How does R heatmap order rows by default?

3.4k views Asked by At

The R heatmap() documentation says for Rowv and Colv (i.e. row and column ordering parameters):

If either is missing, as by default, then the ordering of the corresponding dendrogram is by the mean value of the rows/columns, i.e., in the case of rows, Rowv <- rowMeans(x, na.rm = na.rm).

I thought it's as easy as that but now I guess there must be something more in the default ordering algorithm.

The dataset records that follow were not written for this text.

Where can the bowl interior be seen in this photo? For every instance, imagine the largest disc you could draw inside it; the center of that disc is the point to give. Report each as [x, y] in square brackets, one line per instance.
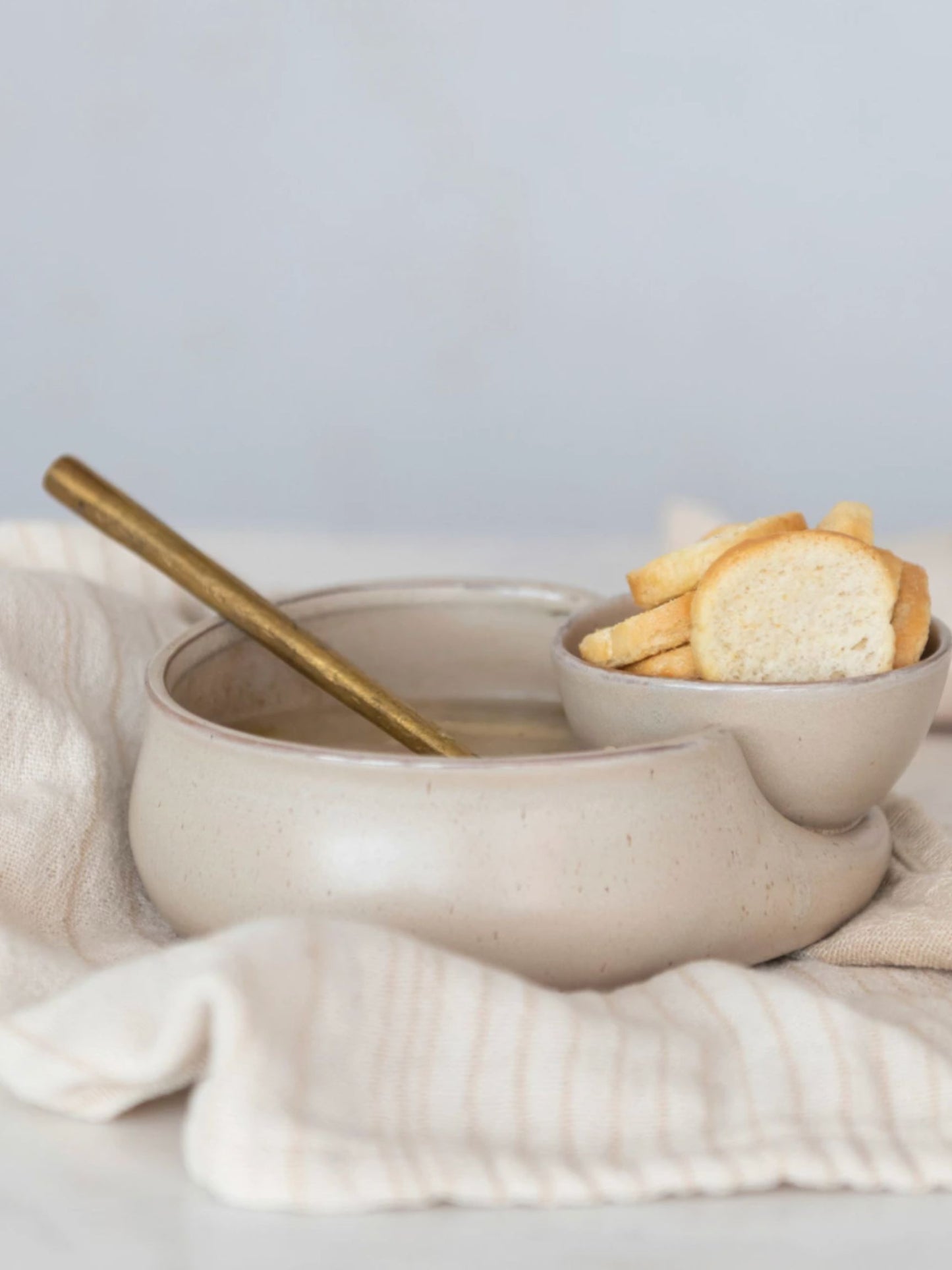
[475, 656]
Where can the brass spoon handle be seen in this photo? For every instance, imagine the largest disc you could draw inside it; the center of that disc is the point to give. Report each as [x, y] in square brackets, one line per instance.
[123, 520]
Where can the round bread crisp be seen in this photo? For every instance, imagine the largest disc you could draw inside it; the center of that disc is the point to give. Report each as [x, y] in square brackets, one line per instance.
[640, 637]
[795, 608]
[854, 520]
[677, 663]
[912, 615]
[679, 572]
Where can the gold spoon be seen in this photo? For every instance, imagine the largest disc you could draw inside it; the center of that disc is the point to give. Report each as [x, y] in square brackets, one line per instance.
[127, 522]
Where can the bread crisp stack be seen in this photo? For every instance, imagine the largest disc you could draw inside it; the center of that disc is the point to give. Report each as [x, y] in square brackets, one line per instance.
[770, 602]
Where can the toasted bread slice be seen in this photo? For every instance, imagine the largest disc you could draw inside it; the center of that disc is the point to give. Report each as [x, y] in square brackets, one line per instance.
[640, 637]
[854, 520]
[912, 615]
[796, 608]
[895, 567]
[679, 572]
[677, 663]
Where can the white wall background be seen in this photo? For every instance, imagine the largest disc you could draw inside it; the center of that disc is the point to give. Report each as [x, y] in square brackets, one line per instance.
[509, 264]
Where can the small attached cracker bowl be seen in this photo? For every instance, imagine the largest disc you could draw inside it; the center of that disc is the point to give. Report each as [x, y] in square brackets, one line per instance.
[822, 753]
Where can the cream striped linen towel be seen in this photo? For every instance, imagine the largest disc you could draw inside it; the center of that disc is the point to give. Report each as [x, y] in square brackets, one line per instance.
[338, 1067]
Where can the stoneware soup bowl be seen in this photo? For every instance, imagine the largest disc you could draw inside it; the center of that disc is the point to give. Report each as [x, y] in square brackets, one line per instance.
[823, 753]
[575, 868]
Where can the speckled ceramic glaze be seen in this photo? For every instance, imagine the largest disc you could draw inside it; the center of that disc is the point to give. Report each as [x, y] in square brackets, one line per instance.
[823, 753]
[584, 869]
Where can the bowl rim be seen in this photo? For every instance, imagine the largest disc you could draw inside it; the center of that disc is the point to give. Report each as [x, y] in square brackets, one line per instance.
[565, 657]
[160, 697]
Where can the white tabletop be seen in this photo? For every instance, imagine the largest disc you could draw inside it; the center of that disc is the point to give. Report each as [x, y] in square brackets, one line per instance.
[117, 1198]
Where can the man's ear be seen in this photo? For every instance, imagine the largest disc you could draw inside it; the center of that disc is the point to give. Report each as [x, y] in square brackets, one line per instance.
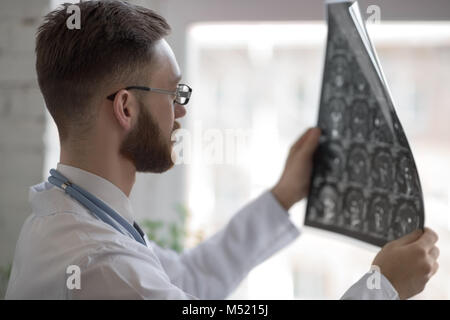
[125, 109]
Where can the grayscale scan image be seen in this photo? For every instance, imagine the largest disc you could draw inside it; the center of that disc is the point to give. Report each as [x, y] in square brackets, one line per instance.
[365, 183]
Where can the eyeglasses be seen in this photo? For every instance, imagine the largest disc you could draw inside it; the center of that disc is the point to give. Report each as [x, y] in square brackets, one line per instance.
[182, 94]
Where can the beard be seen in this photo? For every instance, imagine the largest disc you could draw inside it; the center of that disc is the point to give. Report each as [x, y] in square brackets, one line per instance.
[146, 146]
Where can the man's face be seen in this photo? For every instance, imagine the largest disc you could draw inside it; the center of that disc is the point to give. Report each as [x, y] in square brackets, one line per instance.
[149, 143]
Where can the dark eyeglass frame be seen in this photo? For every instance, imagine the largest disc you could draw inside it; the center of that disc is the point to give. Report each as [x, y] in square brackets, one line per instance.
[177, 93]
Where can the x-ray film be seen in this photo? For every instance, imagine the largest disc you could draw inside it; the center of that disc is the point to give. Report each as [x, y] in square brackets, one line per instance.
[365, 183]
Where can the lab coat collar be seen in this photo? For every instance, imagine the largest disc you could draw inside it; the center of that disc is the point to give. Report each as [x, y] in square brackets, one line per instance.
[101, 188]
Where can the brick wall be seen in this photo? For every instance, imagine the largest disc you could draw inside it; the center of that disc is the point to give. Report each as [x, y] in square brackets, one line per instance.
[22, 118]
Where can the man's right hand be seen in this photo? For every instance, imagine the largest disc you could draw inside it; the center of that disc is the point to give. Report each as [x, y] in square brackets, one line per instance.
[409, 262]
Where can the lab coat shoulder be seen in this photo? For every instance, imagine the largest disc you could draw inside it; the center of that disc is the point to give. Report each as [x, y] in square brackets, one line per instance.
[114, 271]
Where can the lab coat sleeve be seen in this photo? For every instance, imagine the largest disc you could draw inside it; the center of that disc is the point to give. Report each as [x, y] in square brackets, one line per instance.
[116, 272]
[214, 268]
[372, 286]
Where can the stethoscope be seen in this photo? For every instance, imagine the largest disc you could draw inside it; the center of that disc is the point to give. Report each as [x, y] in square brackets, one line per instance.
[97, 207]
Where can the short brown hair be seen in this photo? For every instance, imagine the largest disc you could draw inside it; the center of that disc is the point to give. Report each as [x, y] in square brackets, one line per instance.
[113, 46]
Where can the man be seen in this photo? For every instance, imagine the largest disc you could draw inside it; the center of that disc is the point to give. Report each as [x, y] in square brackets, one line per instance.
[109, 131]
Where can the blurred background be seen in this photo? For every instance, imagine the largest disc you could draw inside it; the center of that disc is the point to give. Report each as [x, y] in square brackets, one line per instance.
[255, 67]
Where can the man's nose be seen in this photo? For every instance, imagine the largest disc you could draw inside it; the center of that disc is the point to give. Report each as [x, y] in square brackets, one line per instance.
[180, 111]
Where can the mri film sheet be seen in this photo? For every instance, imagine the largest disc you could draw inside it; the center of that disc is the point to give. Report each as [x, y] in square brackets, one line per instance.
[365, 183]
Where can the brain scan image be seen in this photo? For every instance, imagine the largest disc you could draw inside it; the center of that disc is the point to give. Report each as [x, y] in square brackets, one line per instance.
[336, 117]
[405, 176]
[364, 183]
[382, 172]
[405, 220]
[360, 84]
[327, 206]
[358, 165]
[379, 213]
[339, 72]
[354, 208]
[381, 131]
[331, 162]
[360, 120]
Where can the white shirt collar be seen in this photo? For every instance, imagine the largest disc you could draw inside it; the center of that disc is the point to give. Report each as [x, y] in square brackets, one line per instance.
[101, 188]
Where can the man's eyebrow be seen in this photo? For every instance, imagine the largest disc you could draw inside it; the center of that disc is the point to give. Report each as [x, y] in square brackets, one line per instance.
[178, 78]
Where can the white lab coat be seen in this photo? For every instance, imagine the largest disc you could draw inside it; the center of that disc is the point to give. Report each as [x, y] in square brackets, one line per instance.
[61, 233]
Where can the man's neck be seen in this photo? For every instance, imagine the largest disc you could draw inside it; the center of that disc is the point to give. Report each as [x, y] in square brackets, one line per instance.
[118, 170]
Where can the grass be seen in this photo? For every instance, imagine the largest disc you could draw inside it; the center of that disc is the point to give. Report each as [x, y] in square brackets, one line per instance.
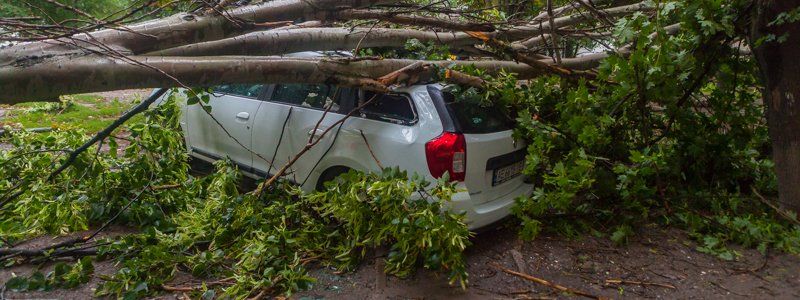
[90, 112]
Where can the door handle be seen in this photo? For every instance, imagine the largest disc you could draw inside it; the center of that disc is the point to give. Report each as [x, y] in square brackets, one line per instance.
[243, 115]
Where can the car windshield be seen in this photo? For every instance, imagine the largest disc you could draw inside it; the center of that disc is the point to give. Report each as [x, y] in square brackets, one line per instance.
[473, 118]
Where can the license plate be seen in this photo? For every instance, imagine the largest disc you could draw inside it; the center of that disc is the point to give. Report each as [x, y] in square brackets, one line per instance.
[507, 173]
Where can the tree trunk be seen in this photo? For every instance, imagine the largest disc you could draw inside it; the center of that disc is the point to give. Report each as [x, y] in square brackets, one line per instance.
[96, 73]
[780, 70]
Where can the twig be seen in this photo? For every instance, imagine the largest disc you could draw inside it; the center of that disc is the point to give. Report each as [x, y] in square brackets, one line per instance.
[642, 283]
[548, 283]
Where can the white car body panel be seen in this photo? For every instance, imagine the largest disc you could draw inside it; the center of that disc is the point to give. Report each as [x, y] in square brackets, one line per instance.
[392, 144]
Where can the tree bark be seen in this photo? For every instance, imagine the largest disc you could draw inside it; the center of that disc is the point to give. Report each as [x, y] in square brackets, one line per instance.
[184, 28]
[100, 73]
[780, 71]
[279, 41]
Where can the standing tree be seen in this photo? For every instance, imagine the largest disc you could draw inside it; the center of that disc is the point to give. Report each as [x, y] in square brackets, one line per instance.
[776, 42]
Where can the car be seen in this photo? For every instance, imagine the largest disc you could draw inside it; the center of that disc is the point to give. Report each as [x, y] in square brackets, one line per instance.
[418, 128]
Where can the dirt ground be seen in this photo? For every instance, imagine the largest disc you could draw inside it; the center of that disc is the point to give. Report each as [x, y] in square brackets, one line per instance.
[662, 261]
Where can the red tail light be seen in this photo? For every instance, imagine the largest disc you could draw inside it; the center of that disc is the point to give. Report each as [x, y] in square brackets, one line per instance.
[447, 153]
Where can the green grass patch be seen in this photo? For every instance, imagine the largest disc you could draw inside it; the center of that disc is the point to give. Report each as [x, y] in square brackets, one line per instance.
[89, 112]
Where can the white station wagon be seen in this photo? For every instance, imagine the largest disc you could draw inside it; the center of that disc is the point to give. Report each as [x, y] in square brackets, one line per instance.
[417, 128]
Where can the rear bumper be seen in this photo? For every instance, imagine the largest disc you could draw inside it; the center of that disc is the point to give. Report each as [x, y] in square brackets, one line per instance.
[480, 215]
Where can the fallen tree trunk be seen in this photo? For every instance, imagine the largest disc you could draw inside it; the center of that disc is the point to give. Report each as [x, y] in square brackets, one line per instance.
[274, 42]
[183, 29]
[98, 73]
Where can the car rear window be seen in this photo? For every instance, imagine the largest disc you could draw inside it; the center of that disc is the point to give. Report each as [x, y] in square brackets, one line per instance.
[244, 90]
[393, 108]
[315, 96]
[473, 118]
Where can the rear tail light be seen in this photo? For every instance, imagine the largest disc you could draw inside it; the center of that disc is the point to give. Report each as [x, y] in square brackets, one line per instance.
[447, 153]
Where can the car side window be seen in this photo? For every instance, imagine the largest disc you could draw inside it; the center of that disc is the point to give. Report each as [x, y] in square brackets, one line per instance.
[318, 96]
[244, 90]
[393, 108]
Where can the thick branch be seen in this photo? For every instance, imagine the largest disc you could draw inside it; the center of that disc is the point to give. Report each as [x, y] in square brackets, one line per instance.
[185, 28]
[95, 74]
[275, 42]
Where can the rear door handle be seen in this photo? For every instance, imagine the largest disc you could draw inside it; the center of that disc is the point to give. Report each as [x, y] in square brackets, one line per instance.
[243, 115]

Let's have this correlation matrix:

m = matrix(nrow=7, ncol = 7, c(1,0.578090870728824,0.504272263365781,0.526539138953634,0.523049273011785,0.503296777916728,0.638770769734758,0.578090870728824,1,0.59985543029105,0.663649941610205,0.630998114483389,0.66814547270115,0.596161809036262,0.504272263365781,0.59985543029105,1,0.62468477053142,0.632715952452297,0.599037620726669,0.607925540860012,0.526539138953634,0.663649941610205,0.62468477053142,1,0.7100707346884,0.738094117424525,0.639668277558577,0.523049273011785,0.630998114483389,0.632715952452297,0.7100707346884,1,0.651331659193182,0.64138213322125,0.503296777916728,0.66814547270115,0.599037620726669,0.738094117424525,0.651331659193182,1,0.612326706593738,0.638770769734758,0.596161809036262,0.607925540860012,0.639668277558577,0.64138213322125,0.612326706593738,1))

m
          [,1]      [,2]      [,3]      [,4]      [,5]      [,6]      [,7]
[1,] 1.0000000 0.5780909 0.5042723 0.5265391 0.5230493 0.5032968 0.6387708
[2,] 0.5780909 1.0000000 0.5998554 0.6636499 0.6309981 0.6681455 0.5961618
[3,] 0.5042723 0.5998554 1.0000000 0.6246848 0.6327160 0.5990376 0.6079255
[4,] 0.5265391 0.6636499 0.6246848 1.0000000 0.7100707 0.7380941 0.6396683
[5,] 0.5230493 0.6309981 0.6327160 0.7100707 1.0000000 0.6513317 0.6413821
[6,] 0.5032968 0.6681455 0.5990376 0.7380941 0.6513317 1.0000000 0.6123267
[7,] 0.6387708 0.5961618 0.6079255 0.6396683 0.6413821 0.6123267 1.0000000

The heatmap(m) output is:

enter image description here

The row (and column) order is: 1, 3, 7, 5, 2, 6, 4

However, I expected the ordering to be:

order(rowMeans(m))
1 3 7 2 6 5 4

How's that?

I guess it could have something to do with how the dendrograms are clustered. But still unsure: if I first group 4 and 6 and then perhaps work with a 6x6 matrix where one row/column is the averages(?) of the original rows 4 and 6, it still shouldn't change the mutual order of e.g. rows 2 and 5, should it?

Thank you very much for any hint!

1

There are 1 answers

5
agstudy On BEST ANSWER

From heatmap help you can read:

Typically, reordering of the rows and columns according to some set of values (row or column means) within the restrictions imposed by the dendrogram is carried out.

In fact the reorder using Rowmeans/Colmeans is applied to the clustres. This is done internally in 2 steps. I will plot the dendogramm in each step to show how clusters are reordred.

hcr <- hclust(dist(m))
ddr <- as.dendrogram(hcr)
plot(ddr)

enter image description here

Now If you reorder the dendrogram this by rowmenas we get the same OP order.

Rowv <- rowMeans(m, na.rm = T)
ddr <- reorder(ddr, Rowv)
plot(ddr)

enter image description here

Of course this order can be changed , if you provide a new Clustering function or order function. Here I am using the default ones : hclust and reorder.